Kortegaard is an independent wholesale business specialising in selling Christmas trees to garden
centres in the UK rather than DIYs or supermarkets. Trees come from Denmark, Scotland and Ireland as well as other EU countries. 
Kasper Kortegaard said the market for quality cut trees is similar to the last couple of years, that "quality sells in garden centres and generally quality very clearly comes before origin and price".
He added: "It has been a good growing year in most places, but we are still seeing a shortage of higher quality trees in the market and a glut of lower quality trees.
"Wholesale prices are similar to last year in spite of the exchange rate having dropped about 10-15%. Our prices are almost identical to 2016. Retail prices also appear like they are going to be similar to 2016.
"We see British grown trees having a small competitive advantage in the short term, but it is worth noting that the seedlings, most of the labour involved in producing trees, mostly come from continental Europe and have not become any cheaper. Prices and quality from Scotland seem similar to 2016."
Kortegaard said he is seeing an increase in real container grown trees, through potted/re-potted trees are not as popular as they have been.

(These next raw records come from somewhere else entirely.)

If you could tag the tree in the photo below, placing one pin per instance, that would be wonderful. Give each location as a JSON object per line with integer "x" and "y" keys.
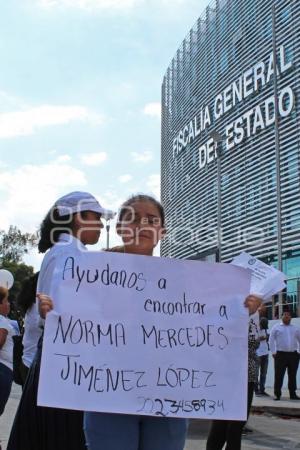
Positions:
{"x": 20, "y": 273}
{"x": 14, "y": 244}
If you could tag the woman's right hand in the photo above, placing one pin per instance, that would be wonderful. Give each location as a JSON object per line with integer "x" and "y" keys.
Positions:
{"x": 45, "y": 304}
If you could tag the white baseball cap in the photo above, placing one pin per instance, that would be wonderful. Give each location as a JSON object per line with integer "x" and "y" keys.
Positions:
{"x": 78, "y": 201}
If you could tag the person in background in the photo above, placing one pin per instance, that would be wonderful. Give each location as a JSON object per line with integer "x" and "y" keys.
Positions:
{"x": 229, "y": 432}
{"x": 32, "y": 328}
{"x": 263, "y": 357}
{"x": 285, "y": 348}
{"x": 71, "y": 224}
{"x": 7, "y": 332}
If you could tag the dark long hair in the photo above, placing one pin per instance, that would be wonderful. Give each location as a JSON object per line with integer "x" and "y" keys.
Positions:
{"x": 27, "y": 294}
{"x": 141, "y": 198}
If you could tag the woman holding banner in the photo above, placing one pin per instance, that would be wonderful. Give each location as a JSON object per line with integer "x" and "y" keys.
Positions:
{"x": 72, "y": 223}
{"x": 141, "y": 226}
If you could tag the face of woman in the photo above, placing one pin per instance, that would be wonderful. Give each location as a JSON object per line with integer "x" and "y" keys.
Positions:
{"x": 87, "y": 227}
{"x": 141, "y": 227}
{"x": 4, "y": 307}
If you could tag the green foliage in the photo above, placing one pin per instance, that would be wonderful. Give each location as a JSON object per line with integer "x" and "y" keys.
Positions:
{"x": 20, "y": 272}
{"x": 14, "y": 244}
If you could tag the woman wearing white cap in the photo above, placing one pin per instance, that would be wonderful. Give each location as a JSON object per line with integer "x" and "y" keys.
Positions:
{"x": 71, "y": 224}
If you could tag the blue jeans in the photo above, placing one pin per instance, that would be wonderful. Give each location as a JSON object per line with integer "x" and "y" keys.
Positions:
{"x": 6, "y": 378}
{"x": 105, "y": 431}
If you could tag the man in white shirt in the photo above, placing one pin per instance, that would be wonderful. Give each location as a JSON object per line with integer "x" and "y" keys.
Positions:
{"x": 7, "y": 332}
{"x": 285, "y": 347}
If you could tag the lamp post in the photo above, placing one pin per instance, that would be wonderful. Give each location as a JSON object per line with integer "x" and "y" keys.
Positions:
{"x": 277, "y": 153}
{"x": 218, "y": 139}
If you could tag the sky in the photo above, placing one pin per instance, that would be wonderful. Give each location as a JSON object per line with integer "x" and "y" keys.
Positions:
{"x": 80, "y": 90}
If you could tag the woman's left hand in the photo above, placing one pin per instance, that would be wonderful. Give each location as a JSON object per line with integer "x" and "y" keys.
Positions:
{"x": 253, "y": 302}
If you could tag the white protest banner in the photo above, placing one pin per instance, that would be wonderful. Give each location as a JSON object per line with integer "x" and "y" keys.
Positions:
{"x": 149, "y": 336}
{"x": 266, "y": 281}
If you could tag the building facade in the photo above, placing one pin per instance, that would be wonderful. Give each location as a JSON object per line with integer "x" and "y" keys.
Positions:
{"x": 231, "y": 136}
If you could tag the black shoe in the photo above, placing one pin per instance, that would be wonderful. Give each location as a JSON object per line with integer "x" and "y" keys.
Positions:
{"x": 265, "y": 394}
{"x": 247, "y": 430}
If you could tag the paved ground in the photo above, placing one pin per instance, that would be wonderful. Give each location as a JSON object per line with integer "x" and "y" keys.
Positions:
{"x": 276, "y": 425}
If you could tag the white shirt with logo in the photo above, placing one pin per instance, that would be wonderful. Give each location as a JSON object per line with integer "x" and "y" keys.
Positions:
{"x": 284, "y": 338}
{"x": 6, "y": 352}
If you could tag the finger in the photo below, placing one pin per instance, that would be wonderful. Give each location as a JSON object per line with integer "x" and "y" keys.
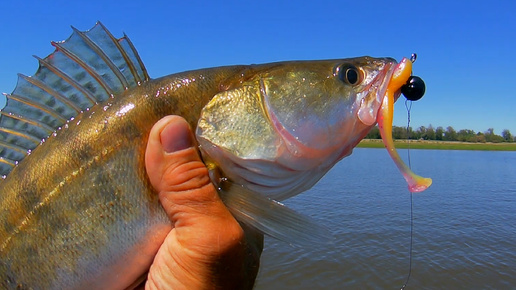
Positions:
{"x": 176, "y": 171}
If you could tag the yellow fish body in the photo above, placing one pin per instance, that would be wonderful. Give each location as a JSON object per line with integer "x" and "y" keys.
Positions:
{"x": 76, "y": 207}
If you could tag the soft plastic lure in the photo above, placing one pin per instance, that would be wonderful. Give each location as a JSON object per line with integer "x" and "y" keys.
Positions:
{"x": 400, "y": 77}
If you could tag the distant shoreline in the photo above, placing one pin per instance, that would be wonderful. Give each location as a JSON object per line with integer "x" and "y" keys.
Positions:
{"x": 439, "y": 145}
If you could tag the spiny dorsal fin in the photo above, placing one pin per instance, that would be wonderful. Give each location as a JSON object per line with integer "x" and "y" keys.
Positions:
{"x": 87, "y": 68}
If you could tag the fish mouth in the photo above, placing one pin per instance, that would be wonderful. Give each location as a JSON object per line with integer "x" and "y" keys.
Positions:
{"x": 373, "y": 94}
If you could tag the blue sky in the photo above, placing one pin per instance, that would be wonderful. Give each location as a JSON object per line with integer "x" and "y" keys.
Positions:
{"x": 465, "y": 48}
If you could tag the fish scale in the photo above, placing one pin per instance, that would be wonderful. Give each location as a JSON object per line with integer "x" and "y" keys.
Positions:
{"x": 76, "y": 206}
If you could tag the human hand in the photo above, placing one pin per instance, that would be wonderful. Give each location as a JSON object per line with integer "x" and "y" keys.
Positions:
{"x": 207, "y": 248}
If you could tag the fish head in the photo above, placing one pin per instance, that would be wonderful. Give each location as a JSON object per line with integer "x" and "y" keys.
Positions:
{"x": 325, "y": 106}
{"x": 282, "y": 126}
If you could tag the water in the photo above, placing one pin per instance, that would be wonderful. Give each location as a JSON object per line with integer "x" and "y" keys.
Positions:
{"x": 464, "y": 225}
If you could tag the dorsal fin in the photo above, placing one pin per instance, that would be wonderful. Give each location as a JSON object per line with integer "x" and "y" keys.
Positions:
{"x": 87, "y": 68}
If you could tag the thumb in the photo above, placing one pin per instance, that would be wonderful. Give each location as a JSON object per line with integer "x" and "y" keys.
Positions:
{"x": 176, "y": 171}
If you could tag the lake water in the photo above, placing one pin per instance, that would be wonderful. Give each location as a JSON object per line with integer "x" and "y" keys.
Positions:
{"x": 464, "y": 225}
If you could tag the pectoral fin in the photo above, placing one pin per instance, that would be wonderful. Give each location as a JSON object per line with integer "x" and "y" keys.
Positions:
{"x": 272, "y": 217}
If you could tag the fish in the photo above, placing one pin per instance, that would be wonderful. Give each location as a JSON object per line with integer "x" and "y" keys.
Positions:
{"x": 76, "y": 207}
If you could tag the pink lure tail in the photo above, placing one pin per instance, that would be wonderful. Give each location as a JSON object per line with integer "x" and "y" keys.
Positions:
{"x": 402, "y": 72}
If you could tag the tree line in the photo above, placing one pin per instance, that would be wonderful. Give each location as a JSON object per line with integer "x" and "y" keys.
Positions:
{"x": 448, "y": 134}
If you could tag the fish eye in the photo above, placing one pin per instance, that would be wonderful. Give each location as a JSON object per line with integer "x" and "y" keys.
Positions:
{"x": 349, "y": 74}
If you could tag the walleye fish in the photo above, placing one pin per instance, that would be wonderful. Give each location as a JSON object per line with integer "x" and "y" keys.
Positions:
{"x": 76, "y": 206}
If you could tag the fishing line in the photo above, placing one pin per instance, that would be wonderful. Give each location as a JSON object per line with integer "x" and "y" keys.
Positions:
{"x": 408, "y": 105}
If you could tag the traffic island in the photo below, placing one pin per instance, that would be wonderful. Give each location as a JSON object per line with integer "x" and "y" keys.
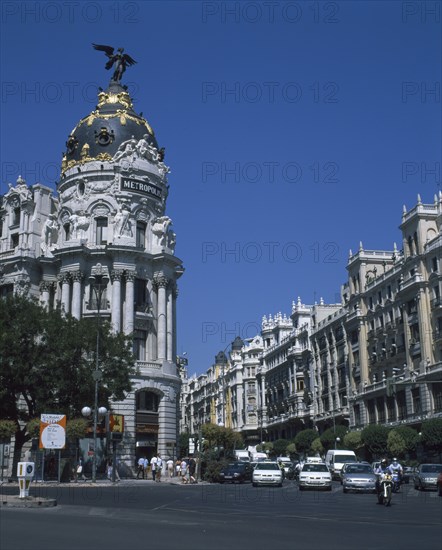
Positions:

Trees from the continent might be in transit up to 12 hours or so longer than trees from Scotland, but the weather in Scotland was unpredictable "often causing an earlier harvest than on the continent", he said.
"There is nothing to suggest continental trees are not as fresh as British grown trees. The driving distance from Inverness to London is just under 600 miles and from Kolding in Denmark to London just over 700 miles."
On quality, he said: "We have seen a trend in various mix grades and very "open" premium grades the past couple of years that appear very competitive on paper, however, they often turn out to contain many lower grade trees and are not as cheap as expected. Most suppliers grade differently and it is often very difficult to compare grades and prices on paper.
"We believe 'tight' grades are more transparent as you get the quality you are expecting and you can always buy in some good quality second grade trees and value trees and mix in to improve margins. This way garden centres can manage the mix of trees/prices/margins far better and have a fair chance of standing out successfully against super markets and DIY stores who sell cheap, lower quality trees."